It’s plausible to argue that growing up the Southwest is to grow up with art as a birthright. This was certainly true of my New Mexican childhood. Mother Nature herself provided the paintbrush—there is even a wildflower called the ‘Indian paintbrush’—and the deserts and mountains of the region provided the canvas.
The stark drama of the landscape lends itself to thinking in artistic terms. Mesas and buttes have been sculpted into fantastic shapes by wind and water. The desert really does bloom during the brief and infrequent rainy seasons, with the local flora providing a profusion of color. And the colors of rock and soil lend themselves to other forms of painting—producing painted deserts in many places, not just the one carries the name in eastern Arizona. The map itself often reflects the colors of nature and her marvels: White Sands, Bluewater Lake, Red Rock State Park, Tierra Amarilla (or ‘yellow earth’), Red River, Rainbow Lake, and the Turquoise Hills. Even the word Albuquerque has colorful natural origins, commonly translated to mean ‘land of the white oak.’
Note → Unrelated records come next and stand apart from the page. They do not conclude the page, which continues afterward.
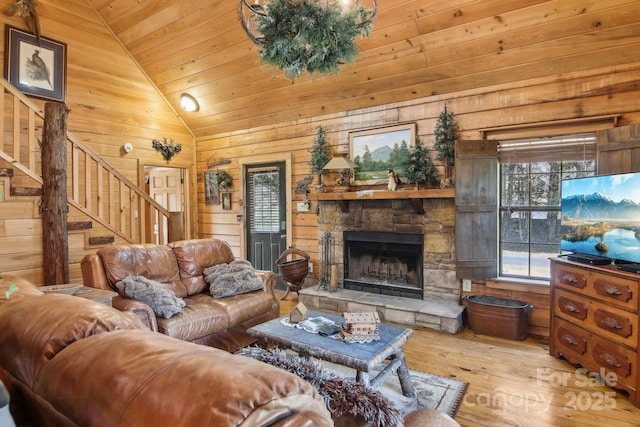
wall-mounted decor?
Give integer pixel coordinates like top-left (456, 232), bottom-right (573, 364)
top-left (4, 25), bottom-right (67, 102)
top-left (349, 123), bottom-right (416, 185)
top-left (151, 138), bottom-right (182, 161)
top-left (222, 191), bottom-right (231, 211)
top-left (204, 171), bottom-right (220, 205)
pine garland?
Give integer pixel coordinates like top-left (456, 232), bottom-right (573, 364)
top-left (404, 136), bottom-right (438, 188)
top-left (433, 105), bottom-right (458, 166)
top-left (309, 126), bottom-right (329, 174)
top-left (256, 0), bottom-right (371, 78)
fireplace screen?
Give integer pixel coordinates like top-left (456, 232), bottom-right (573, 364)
top-left (343, 231), bottom-right (424, 299)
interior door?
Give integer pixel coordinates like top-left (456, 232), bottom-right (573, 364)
top-left (146, 167), bottom-right (184, 244)
top-left (245, 162), bottom-right (287, 273)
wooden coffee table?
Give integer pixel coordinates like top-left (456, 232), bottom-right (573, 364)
top-left (247, 311), bottom-right (415, 398)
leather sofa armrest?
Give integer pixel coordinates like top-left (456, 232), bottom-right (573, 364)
top-left (111, 295), bottom-right (158, 332)
top-left (256, 270), bottom-right (280, 304)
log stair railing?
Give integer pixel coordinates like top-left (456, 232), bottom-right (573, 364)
top-left (0, 78), bottom-right (171, 243)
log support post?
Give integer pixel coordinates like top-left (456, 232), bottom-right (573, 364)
top-left (41, 102), bottom-right (69, 285)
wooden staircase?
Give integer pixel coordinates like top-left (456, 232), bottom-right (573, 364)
top-left (0, 75), bottom-right (171, 246)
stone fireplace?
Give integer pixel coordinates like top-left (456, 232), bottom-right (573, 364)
top-left (342, 231), bottom-right (424, 299)
top-left (300, 190), bottom-right (464, 333)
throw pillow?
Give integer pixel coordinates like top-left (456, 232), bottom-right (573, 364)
top-left (116, 276), bottom-right (186, 319)
top-left (203, 259), bottom-right (263, 298)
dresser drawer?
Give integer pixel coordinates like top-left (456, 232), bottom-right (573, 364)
top-left (554, 319), bottom-right (638, 389)
top-left (554, 289), bottom-right (638, 348)
top-left (552, 264), bottom-right (639, 313)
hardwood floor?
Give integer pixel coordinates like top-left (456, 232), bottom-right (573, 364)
top-left (281, 294), bottom-right (640, 427)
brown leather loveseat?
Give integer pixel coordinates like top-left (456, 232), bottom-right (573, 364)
top-left (81, 239), bottom-right (280, 351)
top-left (0, 276), bottom-right (333, 427)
Human activity has been creating public art for millennia throughout the Southwest. Petroglyphs and pictographs are common in many areas, and as with other forms of public art, they provided rich fodder for an active imagination--in both adults and children. I grew up in close proximity to what became Petroglyph National Park, and seeking out these ancient etchings and paintings was as natural a pastime as picking wildflowers and chasing jackrabbits.
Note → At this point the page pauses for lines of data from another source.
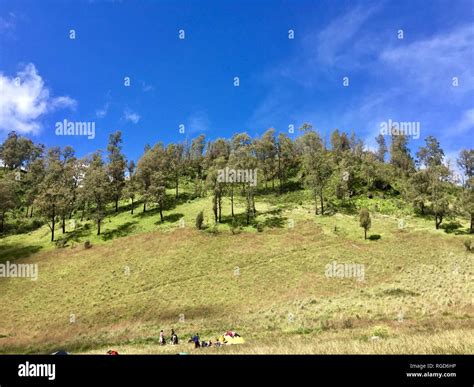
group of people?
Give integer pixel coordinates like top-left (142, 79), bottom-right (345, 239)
top-left (159, 329), bottom-right (179, 345)
top-left (188, 331), bottom-right (240, 348)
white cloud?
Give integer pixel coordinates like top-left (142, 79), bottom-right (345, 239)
top-left (123, 110), bottom-right (141, 124)
top-left (0, 12), bottom-right (16, 32)
top-left (380, 25), bottom-right (474, 98)
top-left (0, 63), bottom-right (77, 133)
top-left (95, 102), bottom-right (110, 118)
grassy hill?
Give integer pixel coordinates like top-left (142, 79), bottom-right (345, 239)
top-left (0, 191), bottom-right (474, 353)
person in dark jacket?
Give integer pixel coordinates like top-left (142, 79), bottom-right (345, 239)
top-left (193, 333), bottom-right (201, 348)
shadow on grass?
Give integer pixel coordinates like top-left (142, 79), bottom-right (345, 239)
top-left (102, 221), bottom-right (138, 241)
top-left (0, 239), bottom-right (41, 263)
top-left (155, 211), bottom-right (184, 226)
top-left (440, 222), bottom-right (470, 235)
top-left (260, 216), bottom-right (288, 228)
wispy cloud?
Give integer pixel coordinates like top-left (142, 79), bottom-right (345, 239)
top-left (0, 63), bottom-right (77, 133)
top-left (249, 5), bottom-right (474, 158)
top-left (95, 102), bottom-right (110, 118)
top-left (123, 109), bottom-right (141, 124)
top-left (0, 12), bottom-right (17, 33)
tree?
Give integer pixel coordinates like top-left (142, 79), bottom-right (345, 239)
top-left (0, 176), bottom-right (18, 232)
top-left (375, 134), bottom-right (387, 163)
top-left (136, 149), bottom-right (153, 212)
top-left (0, 132), bottom-right (38, 171)
top-left (107, 131), bottom-right (127, 213)
top-left (166, 144), bottom-right (185, 199)
top-left (206, 157), bottom-right (226, 223)
top-left (359, 208), bottom-right (372, 239)
top-left (276, 133), bottom-right (298, 193)
top-left (232, 133), bottom-right (257, 224)
top-left (35, 147), bottom-right (69, 242)
top-left (150, 171), bottom-right (166, 222)
top-left (416, 136), bottom-right (444, 168)
top-left (301, 128), bottom-right (332, 215)
top-left (457, 149), bottom-right (474, 186)
top-left (123, 160), bottom-right (138, 215)
top-left (457, 149), bottom-right (474, 233)
top-left (390, 133), bottom-right (415, 176)
top-left (254, 128), bottom-right (277, 189)
top-left (84, 152), bottom-right (111, 235)
top-left (428, 165), bottom-right (450, 230)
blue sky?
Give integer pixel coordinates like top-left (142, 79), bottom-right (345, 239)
top-left (0, 0), bottom-right (474, 164)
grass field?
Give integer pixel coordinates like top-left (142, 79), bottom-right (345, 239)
top-left (0, 191), bottom-right (474, 353)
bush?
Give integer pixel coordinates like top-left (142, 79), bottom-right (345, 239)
top-left (230, 218), bottom-right (240, 235)
top-left (196, 211), bottom-right (204, 230)
top-left (55, 238), bottom-right (67, 249)
top-left (464, 239), bottom-right (472, 251)
top-left (372, 325), bottom-right (389, 339)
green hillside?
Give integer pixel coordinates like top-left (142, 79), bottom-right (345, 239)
top-left (0, 190), bottom-right (474, 353)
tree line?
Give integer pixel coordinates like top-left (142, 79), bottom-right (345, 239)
top-left (0, 124), bottom-right (474, 241)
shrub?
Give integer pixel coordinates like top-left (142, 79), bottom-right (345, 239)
top-left (55, 238), bottom-right (67, 249)
top-left (342, 318), bottom-right (354, 329)
top-left (230, 218), bottom-right (239, 235)
top-left (464, 239), bottom-right (472, 251)
top-left (372, 325), bottom-right (389, 339)
top-left (196, 211), bottom-right (204, 230)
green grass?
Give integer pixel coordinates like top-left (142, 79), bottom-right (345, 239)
top-left (0, 191), bottom-right (474, 353)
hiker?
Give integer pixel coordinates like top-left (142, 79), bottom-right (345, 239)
top-left (171, 329), bottom-right (178, 345)
top-left (160, 329), bottom-right (166, 345)
top-left (193, 333), bottom-right (201, 348)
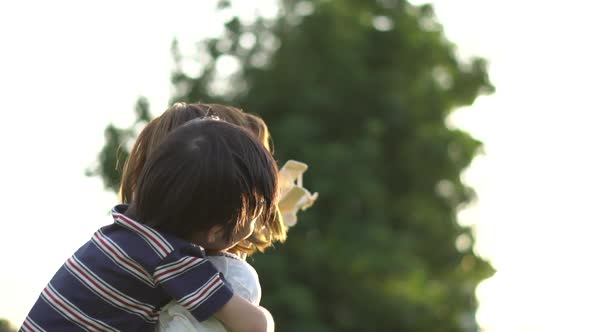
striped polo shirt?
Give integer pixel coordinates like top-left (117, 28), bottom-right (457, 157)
top-left (20, 205), bottom-right (233, 332)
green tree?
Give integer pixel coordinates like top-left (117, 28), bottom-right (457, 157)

In modern times, the local Indian tribes gave us pueblo-style architecture complete with vigas (timber beams often with ornamental elements) and native motifs for decorative accents. They also reached into their cultural heritage to give us Navajo blankets, Pueblo pots, and turquoise-and-silver jewelry—all of which enhanced our lives and our homes even for those of us who couldn’t afford the best-of-breed items that found their way into shops on the Plaza in Santa Fe. The Spanish colonial influence added vibrant colors, carved doorways and enclosed courtyards, milagros and santos, tin-work ornamentation, fiesta traditions, and luminarias. Cowboy culture gave us tooled leather belts and bags, cowboy hats, and the "Anglo" vision of the Wild West.
With all these influences swirling around us, it’s easy to see that art was an integral part of our lives. Add the artist colonies in Santa Fe, Taos, and the northern mountains, and you have a perfect storm for producing generations of New Mexicans who took for granted that some form of public art should be part of their lives.
In Albuquerque, more official forms of public art started with Art Deco (or Pueblo Deco for a regional twist) buildings—like the KiMo Theater in Downtown. The KiMo opened in 1927, and its interior and exterior surfaces are covered with Native American motifs. The Owl Café on Eubank is in the same tradition but came along later. Built in the 1990s and modeled after an older building, it is shaped like a large adobe owl—the owl being one of many birds common in pueblo motifs.
Commercial art and billboards were other forms of public art that became popular in the 20th century. It seemed to take its start from roadside signs along Route 66, reminding motorists of the distance between gas stations across long stretches of almost empty desert. These warnings gradually gave way to serial billboards featuring elaborate designs and bright colors—leading to so-called trading posts where gas, food, water, and every sort of gaudy souvenir could be obtained. I even recall a filling station and café to the east of Albuquerque that was done up to resemble an iceberg in the desert. In the city itself, there were oversized 3-D representations of lumberjacks, cowboys, buffalo, autos raised on arches, and other visual stimuli. Some of these are still in place, still providing potential customers with bearings to reach the desired destination.
By the latter part of the 20th century, the city fathers of Albuquerque had taken up public art as an official municipal duty. Pulling primarily from Native American and Spanish colonial sources, they commissioned a variety of sculptures, murals, and landscape art to beautify the city. Now there are oversized Pueblo pots in traffic medians, tall kachina towers on the Interstate, ribbons of stylized mountain motifs accenting sound walls along the highway, and a growing number of statues commemorating historical figures, great deeds, and tragic events.
The street signs in Downtown have been refashioned to offer practical location information using striking graphic accents. City-supported institutions to preserve and create the artistic heritage of the region have been established. In some places, bus shelters have been redesigned with emphasis given to aesthetics, and parks and other public places have been refurbished with an eye toward enhancing their beauty as well as their functionality. Historic adobe structures have been restored, and even the best of 20th-century kitsch has been refurbished and preserved.
Do Albuquerqueans notice? Of course we do—especially those of us who have been displaced elsewhere and return home only too infrequently. Is all this effort taken for granted? Well, yes and no. . . . New Mexicans in general and Albuquerqueans in particular have always lived with art, and we expect it to be there to enhance our lives. Besides, there is still plenty to do. Art as a birthright is still evolving, and the city is still a masterpiece in the making. But most of us like the direction it’s taking.